My BABY is starting Kindergarten this year. My beautiful little daughter that still crawls into my bed in the morning. The one whose eyelashes are so long she looks like a doll when she’s sleeping. That baby is going to be getting on a bus and heading off to school this year. There is a constant chorus of people saying “they will both be off to college before you know it” these days. No matter how much I’d like to slow things down I believe this statement is true. The past 7 years as a parent have been the shortest (and longest days) of my life. Time is precious. It also has value when it comes to investing and saving money. That concept inspired me to start their college savings accounts when they were 8 weeks old. If you haven’t started saving for college but want to there are different ways to do it. Here are some tips on how to get started.
Collect the Facts
There are a lot of variables when it comes to college. Will it be free someday? Will it get more expensive? Will companies care about a college degree in the future? These are all great questions. Unfortunately, when people ask me my answer is “I don’t know” every time. Choose to deal with the facts that are in front of you. For example, I have two children that are 5 and 6 years old. Everyone in their family has graduated high school so I’m fairly confident they will as well. The majority of us have attended college. Some dropped out, others finished and their Aunt decided to make a decade of it and got her PhD. These facts lead me to believe college is likely for one or both of them.
We live in Massachusetts which offers a a tax deduction for saving in a 529 college savings plan. You can check your state here. My company has a 529 plan they offer where I can invest through payroll deduction. We are not professors or employed by a university that might offer tuition as a benefit. We also do not have any rich family members looking to remove assets from their estate (boo). My children – despite the eyelashes are not models or doing any work that would provide an income. Since they are 20 months apart there is a good chance they will be in college at the same time for a few years. These are my facts. What is right for me might be the wrong decision for my friends or clients so looking at everything objectively is step one. Once you know your facts you can move on to step two.
Choosing the Right Account
There are several different types of accounts that you can use to save for college. You should consider the pros and cons of each type before you decide what is right for you. Knowing your facts will help make these decisions easier.
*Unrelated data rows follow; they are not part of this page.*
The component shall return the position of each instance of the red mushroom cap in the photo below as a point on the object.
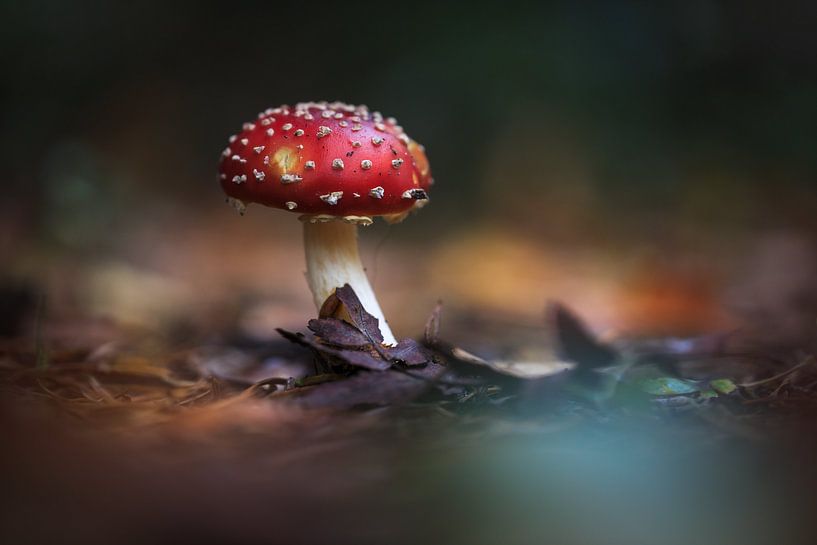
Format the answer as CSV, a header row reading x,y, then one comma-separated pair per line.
x,y
326,160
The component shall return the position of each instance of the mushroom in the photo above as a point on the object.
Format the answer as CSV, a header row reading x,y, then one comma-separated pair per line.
x,y
337,165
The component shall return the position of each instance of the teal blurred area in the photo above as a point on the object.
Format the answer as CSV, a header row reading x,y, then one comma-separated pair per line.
x,y
652,165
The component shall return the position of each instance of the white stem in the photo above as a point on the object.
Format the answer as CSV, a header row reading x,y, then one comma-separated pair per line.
x,y
332,260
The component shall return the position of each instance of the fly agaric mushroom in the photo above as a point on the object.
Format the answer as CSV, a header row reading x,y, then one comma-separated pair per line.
x,y
337,165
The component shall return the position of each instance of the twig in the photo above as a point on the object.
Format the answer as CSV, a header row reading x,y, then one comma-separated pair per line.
x,y
778,376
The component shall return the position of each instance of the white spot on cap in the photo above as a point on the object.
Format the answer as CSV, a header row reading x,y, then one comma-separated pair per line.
x,y
290,178
332,198
418,194
239,205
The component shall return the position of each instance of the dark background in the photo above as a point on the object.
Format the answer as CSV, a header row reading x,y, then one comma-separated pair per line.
x,y
673,144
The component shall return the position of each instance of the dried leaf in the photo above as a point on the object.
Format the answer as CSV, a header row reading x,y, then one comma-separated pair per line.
x,y
432,331
409,352
361,319
369,389
338,332
574,342
356,358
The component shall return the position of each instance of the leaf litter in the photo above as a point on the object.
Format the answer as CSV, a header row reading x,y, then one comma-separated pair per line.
x,y
349,367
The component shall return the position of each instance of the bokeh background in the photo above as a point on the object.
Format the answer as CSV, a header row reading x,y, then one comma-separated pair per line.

Here is a highlight of some of the basic advantages and disadvantages a few popular options provide.
- Savings and checking accounts:
- Easy to open and you already have one
- Safe places for money to be stored
- Some high yield savings accounts pay ~2% interest
- Tuition is outpacing inflation
- Tempting to use for other purposes
- 529 College Savings Plan
- Tax free growth when used for qualified education expenses (K-12 tuition, room and board, equipment, books..)
- Some states offer tax deductions or credits
- Beneficiary can be changed to other family members
- Tax penalty if the money is used for unqualified purposes
- Fees could be high depending on the plan
- Investment options could be limited
- Roth IRA
- Money can be used for Retirement or College
- Excluded from income/assets for Financial Aid or FAFSA
- Your contributions can distributed later to pay off student loans
- Child needs taxable income to contribute
- Lower contribution limits (IRS determines annually)
- Return of contribution is considered non-taxed income and could impact financial aid eligibility in Jr/Sr + years
- Custodial Account (UGMA/UTMA)
- Money can be used in various ways as long as it benefits the minor (ex. off campus apartment or car)
- No contribution limit
- Included as the minor’s asset for FAFSA
- My children could take this money and go to Vegas and bet it all on black the day they turn 18.
- Coverdell Education Savings Account
- Tax-free withdrawals for K-12 expenses
- Maximum contribution is only $2,000 annually
- Counts as a parental asset on FAFSA
- Income restrictions for eligibility
- Account must be distributed by age 30
Getting started is the most important thing you can do when it comes to saving money. There will always be other things to use your money for and fires to put out. One day your child will be that pressing financial need. If you haven’t saved for college it is tempting to look at other stockpiles of money like your retirement accounts or home equity to pay for school. This could cause you to compromise your own goals to help your child with theirs. However, similar to the airplane I believe it is important for parents to put their mask on before assisting others. If I can’t afford my own needs later in life I will likely become a burden to the same children I want to help. For me, that doesn’t work. So I save a small amount every paycheck towards their 529 accounts. Depending on your goals different accounts or amounts might make more sense. What matters most is that you are consistent and happy with your choices.
Are you still in school or saving for someone else to go someday? Any tips for the first day of Kindergarten (for me)? Drop your best tips in the comments!